Cytoplasmic aggregation of fused in sarcoma (FUS) is detected in brain regions affected by amyotrophic lateral sclerosis (ALS) and frontotemporal dementia (FTD), which compose the disease spectrum, FUS proteinopathy. To understand the pathomechanism of ALS-FTD-associated FUS, we examined the behavior and cellular properties of an ALS mouse model overexpressing FUS with nuclear localization signal deletion. Mutant FUS transgenic mice showed hyperactivity, social interactional deficits, and impaired fear memory retrieval, all of which are compatible with FTD phenotypes. Histological analyses showed decreased dendritic spine and synaptic density in the frontal cortex before neuronal loss.
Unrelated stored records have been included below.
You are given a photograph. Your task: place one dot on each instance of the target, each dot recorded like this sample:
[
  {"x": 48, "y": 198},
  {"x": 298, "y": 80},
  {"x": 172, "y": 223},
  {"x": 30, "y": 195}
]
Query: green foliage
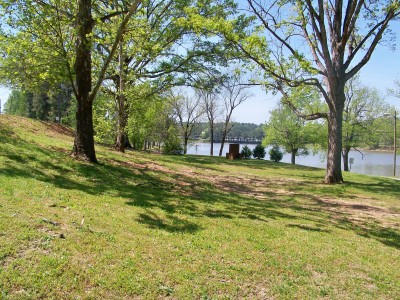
[
  {"x": 291, "y": 132},
  {"x": 246, "y": 152},
  {"x": 244, "y": 130},
  {"x": 17, "y": 104},
  {"x": 259, "y": 151},
  {"x": 275, "y": 153},
  {"x": 363, "y": 124}
]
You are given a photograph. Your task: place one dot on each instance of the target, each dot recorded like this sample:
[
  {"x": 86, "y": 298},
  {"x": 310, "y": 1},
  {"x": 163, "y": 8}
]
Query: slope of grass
[{"x": 145, "y": 226}]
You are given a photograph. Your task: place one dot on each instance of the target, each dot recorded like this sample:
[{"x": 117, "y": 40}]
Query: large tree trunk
[
  {"x": 84, "y": 141},
  {"x": 212, "y": 140},
  {"x": 345, "y": 154},
  {"x": 185, "y": 142},
  {"x": 122, "y": 118},
  {"x": 334, "y": 158},
  {"x": 224, "y": 134},
  {"x": 293, "y": 156}
]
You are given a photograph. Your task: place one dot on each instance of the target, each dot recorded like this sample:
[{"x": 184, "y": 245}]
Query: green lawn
[{"x": 146, "y": 226}]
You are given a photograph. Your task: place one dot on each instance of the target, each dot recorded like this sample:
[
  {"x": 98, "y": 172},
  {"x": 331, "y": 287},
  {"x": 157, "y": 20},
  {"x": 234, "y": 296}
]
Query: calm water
[{"x": 373, "y": 163}]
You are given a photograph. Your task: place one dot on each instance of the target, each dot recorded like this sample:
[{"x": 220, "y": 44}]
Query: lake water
[{"x": 372, "y": 163}]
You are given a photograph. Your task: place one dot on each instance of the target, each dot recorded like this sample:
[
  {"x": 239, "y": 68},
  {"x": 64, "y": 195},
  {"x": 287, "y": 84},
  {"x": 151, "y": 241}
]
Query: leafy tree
[
  {"x": 341, "y": 38},
  {"x": 233, "y": 93},
  {"x": 290, "y": 131},
  {"x": 46, "y": 27},
  {"x": 187, "y": 110},
  {"x": 210, "y": 103},
  {"x": 246, "y": 152},
  {"x": 362, "y": 107},
  {"x": 275, "y": 154},
  {"x": 16, "y": 104},
  {"x": 259, "y": 151}
]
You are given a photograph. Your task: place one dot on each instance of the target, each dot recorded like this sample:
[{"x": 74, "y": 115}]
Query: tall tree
[
  {"x": 233, "y": 92},
  {"x": 43, "y": 26},
  {"x": 187, "y": 110},
  {"x": 340, "y": 37},
  {"x": 363, "y": 107},
  {"x": 211, "y": 107},
  {"x": 291, "y": 132}
]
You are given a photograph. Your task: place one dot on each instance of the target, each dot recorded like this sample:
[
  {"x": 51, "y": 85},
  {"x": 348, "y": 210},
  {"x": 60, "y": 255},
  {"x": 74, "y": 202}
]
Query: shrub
[
  {"x": 275, "y": 154},
  {"x": 246, "y": 152},
  {"x": 172, "y": 144},
  {"x": 259, "y": 151}
]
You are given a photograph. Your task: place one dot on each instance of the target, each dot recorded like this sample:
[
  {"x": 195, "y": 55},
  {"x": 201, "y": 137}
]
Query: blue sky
[{"x": 380, "y": 72}]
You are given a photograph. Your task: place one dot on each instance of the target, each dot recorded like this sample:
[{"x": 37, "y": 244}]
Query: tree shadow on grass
[{"x": 175, "y": 202}]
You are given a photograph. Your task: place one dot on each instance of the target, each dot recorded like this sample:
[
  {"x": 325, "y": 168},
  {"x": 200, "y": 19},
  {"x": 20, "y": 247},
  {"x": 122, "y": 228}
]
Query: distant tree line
[
  {"x": 108, "y": 68},
  {"x": 253, "y": 133}
]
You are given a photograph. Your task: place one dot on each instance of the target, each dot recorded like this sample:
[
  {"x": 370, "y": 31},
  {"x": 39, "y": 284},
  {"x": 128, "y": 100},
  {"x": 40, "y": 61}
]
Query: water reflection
[{"x": 370, "y": 163}]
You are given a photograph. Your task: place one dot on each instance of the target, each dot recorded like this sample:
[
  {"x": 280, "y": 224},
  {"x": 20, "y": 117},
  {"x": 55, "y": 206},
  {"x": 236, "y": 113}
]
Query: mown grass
[{"x": 145, "y": 226}]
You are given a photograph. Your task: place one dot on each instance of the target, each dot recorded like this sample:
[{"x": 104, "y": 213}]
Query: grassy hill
[{"x": 145, "y": 226}]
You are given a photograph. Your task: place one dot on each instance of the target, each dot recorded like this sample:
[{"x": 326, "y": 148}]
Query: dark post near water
[
  {"x": 233, "y": 151},
  {"x": 394, "y": 143}
]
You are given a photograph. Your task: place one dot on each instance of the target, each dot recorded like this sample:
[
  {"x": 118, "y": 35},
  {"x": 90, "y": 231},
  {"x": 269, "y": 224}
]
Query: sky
[{"x": 380, "y": 72}]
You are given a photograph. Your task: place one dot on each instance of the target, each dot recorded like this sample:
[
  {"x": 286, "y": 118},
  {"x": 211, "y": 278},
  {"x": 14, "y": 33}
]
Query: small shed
[{"x": 233, "y": 152}]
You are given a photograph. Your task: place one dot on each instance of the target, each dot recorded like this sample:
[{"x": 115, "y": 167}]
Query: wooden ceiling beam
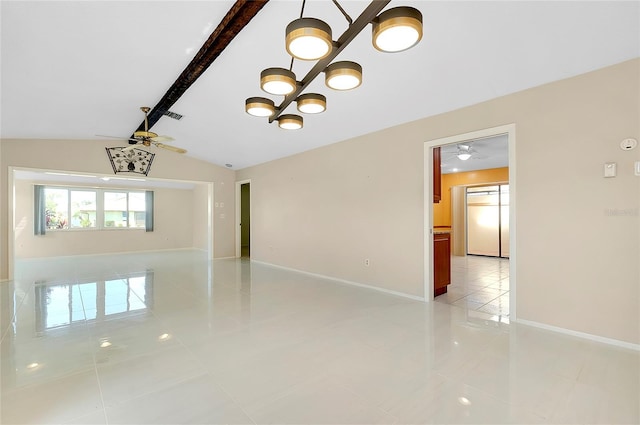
[{"x": 234, "y": 21}]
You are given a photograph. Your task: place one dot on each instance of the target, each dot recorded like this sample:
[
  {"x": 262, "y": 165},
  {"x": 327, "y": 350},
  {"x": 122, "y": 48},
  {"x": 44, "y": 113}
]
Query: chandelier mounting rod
[{"x": 343, "y": 12}]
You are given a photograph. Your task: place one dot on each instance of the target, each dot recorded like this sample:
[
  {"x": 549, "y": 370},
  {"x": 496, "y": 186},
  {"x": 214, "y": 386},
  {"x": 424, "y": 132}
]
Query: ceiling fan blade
[
  {"x": 112, "y": 137},
  {"x": 162, "y": 139},
  {"x": 171, "y": 148},
  {"x": 119, "y": 138}
]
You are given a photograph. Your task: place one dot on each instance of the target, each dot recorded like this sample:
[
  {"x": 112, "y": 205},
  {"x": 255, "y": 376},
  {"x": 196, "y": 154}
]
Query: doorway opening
[
  {"x": 243, "y": 219},
  {"x": 457, "y": 201}
]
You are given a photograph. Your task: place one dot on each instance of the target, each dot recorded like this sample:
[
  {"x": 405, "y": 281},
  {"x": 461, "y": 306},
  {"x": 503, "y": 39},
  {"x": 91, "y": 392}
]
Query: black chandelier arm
[
  {"x": 365, "y": 18},
  {"x": 343, "y": 12},
  {"x": 302, "y": 8}
]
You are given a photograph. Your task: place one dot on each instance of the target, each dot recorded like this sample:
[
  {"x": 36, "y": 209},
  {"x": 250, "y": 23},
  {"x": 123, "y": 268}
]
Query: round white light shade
[
  {"x": 278, "y": 81},
  {"x": 397, "y": 29},
  {"x": 290, "y": 122},
  {"x": 308, "y": 39},
  {"x": 311, "y": 103},
  {"x": 259, "y": 107},
  {"x": 343, "y": 75}
]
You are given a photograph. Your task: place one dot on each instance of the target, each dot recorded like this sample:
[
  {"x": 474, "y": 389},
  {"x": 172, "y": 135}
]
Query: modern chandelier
[{"x": 310, "y": 39}]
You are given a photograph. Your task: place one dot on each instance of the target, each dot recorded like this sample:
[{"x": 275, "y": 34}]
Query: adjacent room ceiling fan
[{"x": 148, "y": 138}]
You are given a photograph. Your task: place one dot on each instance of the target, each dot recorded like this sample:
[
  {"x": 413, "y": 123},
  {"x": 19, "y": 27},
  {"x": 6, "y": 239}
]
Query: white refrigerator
[{"x": 488, "y": 220}]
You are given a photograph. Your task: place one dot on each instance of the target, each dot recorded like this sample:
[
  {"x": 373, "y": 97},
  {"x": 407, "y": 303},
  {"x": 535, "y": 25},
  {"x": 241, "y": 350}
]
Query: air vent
[{"x": 173, "y": 115}]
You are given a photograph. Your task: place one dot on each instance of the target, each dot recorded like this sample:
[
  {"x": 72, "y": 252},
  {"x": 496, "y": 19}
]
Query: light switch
[{"x": 610, "y": 169}]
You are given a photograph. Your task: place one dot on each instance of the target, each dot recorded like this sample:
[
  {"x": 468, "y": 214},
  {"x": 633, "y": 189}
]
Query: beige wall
[
  {"x": 326, "y": 210},
  {"x": 173, "y": 229},
  {"x": 89, "y": 156},
  {"x": 201, "y": 217}
]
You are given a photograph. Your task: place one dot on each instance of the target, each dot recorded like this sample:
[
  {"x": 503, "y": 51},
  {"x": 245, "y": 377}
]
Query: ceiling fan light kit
[
  {"x": 310, "y": 39},
  {"x": 129, "y": 159}
]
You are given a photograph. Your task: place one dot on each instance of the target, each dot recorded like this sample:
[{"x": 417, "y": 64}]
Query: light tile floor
[
  {"x": 480, "y": 284},
  {"x": 170, "y": 337}
]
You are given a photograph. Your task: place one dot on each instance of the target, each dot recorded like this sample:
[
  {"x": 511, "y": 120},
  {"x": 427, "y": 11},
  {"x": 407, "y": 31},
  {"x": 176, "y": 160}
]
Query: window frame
[{"x": 100, "y": 208}]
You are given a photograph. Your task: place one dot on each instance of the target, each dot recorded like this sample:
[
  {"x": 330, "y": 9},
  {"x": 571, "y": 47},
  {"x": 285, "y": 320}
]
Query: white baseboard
[
  {"x": 597, "y": 338},
  {"x": 347, "y": 282},
  {"x": 100, "y": 254}
]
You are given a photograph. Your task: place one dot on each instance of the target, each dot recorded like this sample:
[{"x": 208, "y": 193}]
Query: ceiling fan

Examination of cultured cells confirmed that mutant but not wild-type FUS was associated with decreased dendritic growth, mRNA levels, and protein synthesis in dendrites. These data suggest that cytoplasmic FUS aggregates impair dendritic mRNA trafficking and translation, in turn leading to dendritic homeostasis disruption and the development of FTD phenotypes.

Original language	English
Pages (from-to)	102-115
Number of pages	14
Journal	EBioMedicine
Volume	24
DOIs	https://doi.org/10.1016/j.ebiom.2017.09.005
Publication status	Published - 2017 Oct

ASJC Scopus subject areas

Biochemistry, Genetics and Molecular Biology(all)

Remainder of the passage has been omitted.